- Guangdong Tushuguan Xuehui Sishi Nian (The Guangdong Library Association: 40 Years)
China's rapid economic development and progress have masked the tortuous developmental road experienced before the introduction of the "opening and reform" policies in the early 1980s. Earlier institution building and reforms at all levels and sectors encountered many false starts or were abandoned; this was especially evident during the Cultural Revolution. Institution rebuilding has thus become a major task in China's march toward modernity.
The history of China's library development since 1949 and the rebuilding of the system since the 1980s constitute a case study of the arduous task of institution building. Edited by Cheng Huanwen, university librarian at Zhongshan University, and associates, The Guangdong Library Association: 40 Years is a microstudy at the provincial level of one such endeavor for the period 1963–2003, with special attention to developments since the 1980s.
The Guangdong Library Association was the first Chinese library association founded after the establishment of the People's Republic of China in 1949. The Association traces its origins to the Guangzhou City Library Staff Association, founded in 1957. The Guangdong Library Association was established in 1963; fifty plus members and over three hundred library employees from the city of Guangdong attended the Association's inaugural meeting. Though numerous national and regional library-related meetings were conducted during the intervening years, it was not until the end of 1977, following the downfall of the infamous "Gang of Four" in 1976, that the Association was renewed. (Between 1978 and 1980 the library associations of China's other provinces and municipalities were similarly revived, culminating in the founding of the national Chinese Library Association in 1979.) In 2002 the membership of the Guangdong Library Association had grown to 1,644, and through the endeavors of the Association a new era of library institution building and activities was initiated.

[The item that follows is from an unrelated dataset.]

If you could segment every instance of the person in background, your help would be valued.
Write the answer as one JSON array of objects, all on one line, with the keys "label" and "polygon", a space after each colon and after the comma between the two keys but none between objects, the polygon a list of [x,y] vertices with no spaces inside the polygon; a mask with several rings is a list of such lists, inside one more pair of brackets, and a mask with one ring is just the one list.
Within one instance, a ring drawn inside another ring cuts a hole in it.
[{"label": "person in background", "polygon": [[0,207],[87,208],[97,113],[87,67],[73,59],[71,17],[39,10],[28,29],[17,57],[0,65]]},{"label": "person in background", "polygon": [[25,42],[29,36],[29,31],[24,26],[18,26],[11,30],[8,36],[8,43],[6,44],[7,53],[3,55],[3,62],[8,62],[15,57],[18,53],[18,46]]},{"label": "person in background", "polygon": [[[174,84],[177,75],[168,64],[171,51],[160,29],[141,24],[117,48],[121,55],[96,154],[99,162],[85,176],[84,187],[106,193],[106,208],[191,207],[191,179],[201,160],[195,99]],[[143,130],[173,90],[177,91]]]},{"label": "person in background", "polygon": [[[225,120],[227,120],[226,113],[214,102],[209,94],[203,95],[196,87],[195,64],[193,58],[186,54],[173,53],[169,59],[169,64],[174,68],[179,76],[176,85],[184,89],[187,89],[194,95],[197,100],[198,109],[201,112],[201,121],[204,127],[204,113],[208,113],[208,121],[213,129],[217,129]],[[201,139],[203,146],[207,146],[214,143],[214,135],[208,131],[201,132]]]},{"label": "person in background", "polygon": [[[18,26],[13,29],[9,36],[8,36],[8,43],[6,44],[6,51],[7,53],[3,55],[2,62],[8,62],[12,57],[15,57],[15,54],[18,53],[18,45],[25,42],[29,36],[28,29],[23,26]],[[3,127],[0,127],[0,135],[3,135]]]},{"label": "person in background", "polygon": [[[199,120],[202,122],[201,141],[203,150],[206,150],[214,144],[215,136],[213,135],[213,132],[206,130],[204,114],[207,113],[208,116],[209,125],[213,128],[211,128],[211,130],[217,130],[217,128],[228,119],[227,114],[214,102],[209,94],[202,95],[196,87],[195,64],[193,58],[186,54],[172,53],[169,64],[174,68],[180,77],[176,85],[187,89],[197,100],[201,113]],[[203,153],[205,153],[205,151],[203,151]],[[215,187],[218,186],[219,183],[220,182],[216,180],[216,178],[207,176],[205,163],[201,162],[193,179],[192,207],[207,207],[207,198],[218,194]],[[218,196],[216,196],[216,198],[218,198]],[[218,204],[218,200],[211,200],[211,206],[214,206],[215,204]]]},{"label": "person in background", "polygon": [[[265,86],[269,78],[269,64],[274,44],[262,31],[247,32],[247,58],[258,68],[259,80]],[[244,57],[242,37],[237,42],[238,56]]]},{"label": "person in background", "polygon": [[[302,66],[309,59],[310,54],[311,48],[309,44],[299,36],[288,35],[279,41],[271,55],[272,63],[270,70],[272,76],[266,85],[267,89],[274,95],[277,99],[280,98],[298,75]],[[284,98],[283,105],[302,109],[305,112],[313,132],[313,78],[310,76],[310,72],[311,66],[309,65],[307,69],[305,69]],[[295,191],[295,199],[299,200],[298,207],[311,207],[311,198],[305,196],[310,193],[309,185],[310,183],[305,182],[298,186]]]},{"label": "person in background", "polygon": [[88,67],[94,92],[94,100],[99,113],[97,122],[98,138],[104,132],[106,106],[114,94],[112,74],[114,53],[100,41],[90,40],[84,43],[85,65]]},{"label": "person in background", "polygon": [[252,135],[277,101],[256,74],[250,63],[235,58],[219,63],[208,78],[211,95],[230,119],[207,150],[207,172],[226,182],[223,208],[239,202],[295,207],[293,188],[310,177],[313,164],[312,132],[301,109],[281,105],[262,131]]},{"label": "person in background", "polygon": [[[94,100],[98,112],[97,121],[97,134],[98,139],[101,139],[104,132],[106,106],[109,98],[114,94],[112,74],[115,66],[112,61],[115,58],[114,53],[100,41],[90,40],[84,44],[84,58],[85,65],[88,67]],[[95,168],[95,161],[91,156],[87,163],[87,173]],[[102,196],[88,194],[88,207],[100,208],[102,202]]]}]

Organized into fifteen chapters, the volume is a formal record of library development in one Chinese administrative unit, Guangdong Province (adjacent to Hong Kong), seen through the organization, activities, policies, and programs of the leadership of the provincial library association. Eight of the fifteen chapters consist of records (e.g., names of attendees, minutes, reports, and other documentation) of eight councils (1963–2002) of the Guangdong Library Association. Other chapters showcasing the Association include biographical accounts of leaders (chapter 2), a listing of group and individual awards (chapter 11), publications (chapter 12), membership lists (chapter 14), and other assembled data. A rich treasure of data is available for scholars. [End Page 572]
As with similar volumes of compiled data, we are indebted to the editorial team for their dedication but are left wanting a critical analytical study, based in part upon the rich available documentation, that would provide greater insight into core basic issues of institution building in China during the past forty years. Such a study would illuminate the trials and tribulations of the Guangdong Library Association, such as the degree of centralization versus central-regional differences, the debate over foreign models of institution building, the discussion of "information science," and the extent and role of overseas Chinese financial and other contributions and international linkages (e.g., IFLA) in institution building in post–"open and reform" China. In sum, the aim of the work is to demonstrate the success of Guangdong Library Association's historical role in China's library development.